Short Answer
To create a system user in Adobe Experience Manager (AEM), access the AEM Web Console, navigate to the User Management section, create a new user, and specify that it’s a system user.
What Are System Users
A system user in AEM is a non-human user that is often used for running services or scripts that need access to the JCR (Java Content Repository). These users are designed to interact with AEM’s backend apart from the usual human user workflows.
Step-by-Step Creation of a System User
Step 1: Access the AEM Web Console
- Log into AEM: Start by logging into the AEM Author instance with an account that has administrative privileges.
- Navigate to Tools: Go to the main navigation console, often found at the top of the screen, and select ‘Tools’.
- Open Security: Within Tools, find and click on the ‘Security’ section to open security-related settings.
Step 2: Open User Management
- User Administration: Inside the Security section, look for ‘User Administration’ or a similar term depending on your AEM version.
Step 3: Create the System User
- Create User: In the User Administration interface, locate and click on the ‘Create User’ button or link.
- Specify User Type: When prompted, select ‘Create System User’ from the options available in the dialog box.
Step 4: Fill in User Details
- Enter User ID: Type in a unique ID for the system user. This ID should be indicative of the user’s role or the services it will perform.
- Skip Password: System users typically do not have passwords since they are not meant to log in through the UI.
Step 5: Configure Permissions
- Assign Permissions: After creating the user, assign the appropriate permissions that align with the tasks the system user will perform.
Step 6: Verify the User Creation
- Check User List: Go back to the list of users to ensure that the system user has been successfully created.
Best Practices When Creating System Users
- Principle of Least Privilege: Grant only the permissions necessary for the tasks the system user needs to perform.
- Naming Conventions: Use a clear and consistent naming convention for system users to easily identify their purpose.
- Documentation: Document the creation and intended use of each system user for future reference and auditing.
Additional Information
Permissions and Access
Assigning permissions to system users is a critical step.

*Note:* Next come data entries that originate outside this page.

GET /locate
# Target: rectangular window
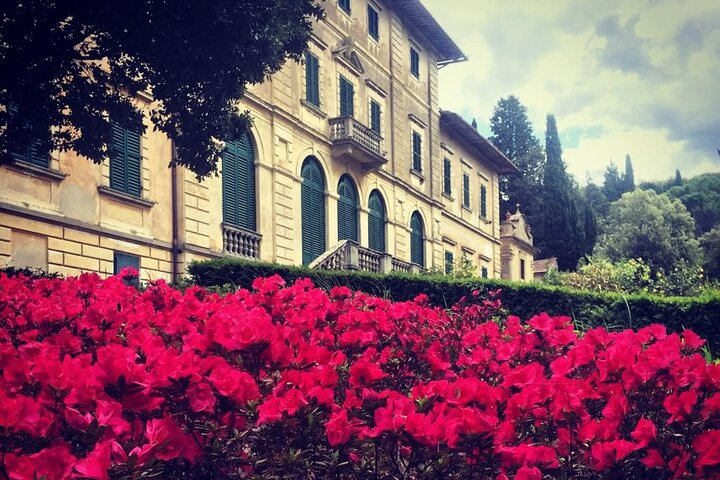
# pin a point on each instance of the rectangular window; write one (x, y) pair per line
(483, 201)
(417, 152)
(125, 157)
(312, 79)
(347, 94)
(466, 190)
(447, 177)
(375, 116)
(123, 260)
(449, 262)
(373, 23)
(414, 63)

It is done either during the creation process or afterward by editing the user’s properties. You will need to navigate to the permissions tab or section within the user management interface and select the appropriate access levels for the system user.
Using CRX Explorer
For more advanced users, system users can also be created using the CRX Explorer, which is a low-level tool for repository operations in AEM:
- Go to CRX Explorer (/crx/explorer).
- Navigate to the ‘User Administration’ section.

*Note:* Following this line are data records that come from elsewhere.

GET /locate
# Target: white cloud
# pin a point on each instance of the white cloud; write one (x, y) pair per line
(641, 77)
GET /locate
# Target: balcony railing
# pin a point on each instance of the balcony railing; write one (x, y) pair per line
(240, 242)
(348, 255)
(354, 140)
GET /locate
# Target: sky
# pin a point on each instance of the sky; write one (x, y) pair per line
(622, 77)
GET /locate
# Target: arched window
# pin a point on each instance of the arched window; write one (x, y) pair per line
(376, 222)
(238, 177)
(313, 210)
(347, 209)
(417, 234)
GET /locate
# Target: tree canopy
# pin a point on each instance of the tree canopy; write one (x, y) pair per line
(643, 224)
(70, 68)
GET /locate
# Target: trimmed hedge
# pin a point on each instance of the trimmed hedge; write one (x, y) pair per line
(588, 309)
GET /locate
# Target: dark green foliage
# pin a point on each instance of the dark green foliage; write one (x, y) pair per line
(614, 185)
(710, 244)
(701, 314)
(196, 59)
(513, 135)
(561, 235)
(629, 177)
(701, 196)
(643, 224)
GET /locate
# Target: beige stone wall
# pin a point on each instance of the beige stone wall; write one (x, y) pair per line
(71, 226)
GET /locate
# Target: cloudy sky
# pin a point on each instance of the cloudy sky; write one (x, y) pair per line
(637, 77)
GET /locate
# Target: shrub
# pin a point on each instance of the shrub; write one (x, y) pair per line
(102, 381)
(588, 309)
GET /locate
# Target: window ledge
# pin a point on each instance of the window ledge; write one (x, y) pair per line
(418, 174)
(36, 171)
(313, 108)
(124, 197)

- Create a new system user and assign permissions as needed.
Common Use Cases
System users are commonly used for:
- Services that run in the background without user intervention.

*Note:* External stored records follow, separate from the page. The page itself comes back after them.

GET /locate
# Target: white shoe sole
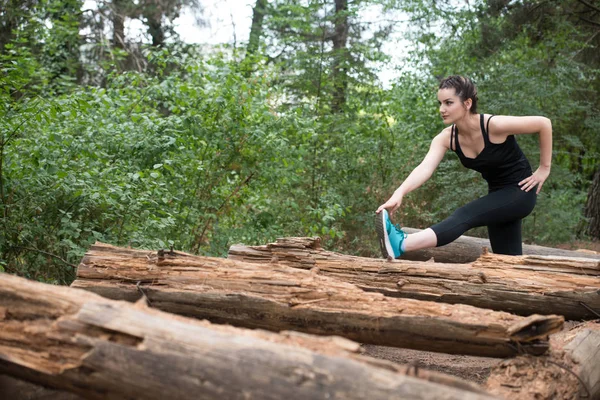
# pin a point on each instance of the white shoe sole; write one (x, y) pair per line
(384, 240)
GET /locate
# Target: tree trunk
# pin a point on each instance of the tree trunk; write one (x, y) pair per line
(592, 208)
(523, 285)
(468, 249)
(258, 15)
(102, 349)
(276, 297)
(118, 18)
(570, 370)
(340, 55)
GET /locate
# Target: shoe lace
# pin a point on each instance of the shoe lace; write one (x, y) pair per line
(398, 228)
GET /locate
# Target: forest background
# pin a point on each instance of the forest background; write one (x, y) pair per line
(156, 143)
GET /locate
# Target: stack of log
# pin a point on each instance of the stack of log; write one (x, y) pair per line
(287, 292)
(525, 285)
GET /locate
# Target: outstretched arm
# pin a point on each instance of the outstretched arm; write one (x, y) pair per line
(421, 173)
(502, 126)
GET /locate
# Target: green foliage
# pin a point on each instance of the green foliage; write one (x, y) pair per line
(200, 152)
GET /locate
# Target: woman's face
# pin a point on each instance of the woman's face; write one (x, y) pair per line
(452, 108)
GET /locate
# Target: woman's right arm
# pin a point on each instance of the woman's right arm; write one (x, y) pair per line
(421, 173)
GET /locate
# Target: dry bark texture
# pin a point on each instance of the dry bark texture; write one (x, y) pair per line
(467, 249)
(277, 297)
(523, 285)
(570, 370)
(77, 341)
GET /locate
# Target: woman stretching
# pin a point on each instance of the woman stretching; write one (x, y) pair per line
(486, 144)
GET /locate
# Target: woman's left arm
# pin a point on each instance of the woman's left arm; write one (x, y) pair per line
(502, 126)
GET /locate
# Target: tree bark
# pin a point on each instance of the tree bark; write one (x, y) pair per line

- Scripts that need to perform operations on the repository.
- External applications that interact with AEM via APIs.
Conclusion
Creating a system user in AEM involves several steps that include logging in with administrative privileges, navigating to the User Management section, creating a new system user, and configuring its permissions. It is a straightforward process that plays a vital role in AEM’s security and operations management. Always follow best practices by assigning the least privileges necessary and keeping clear documentation.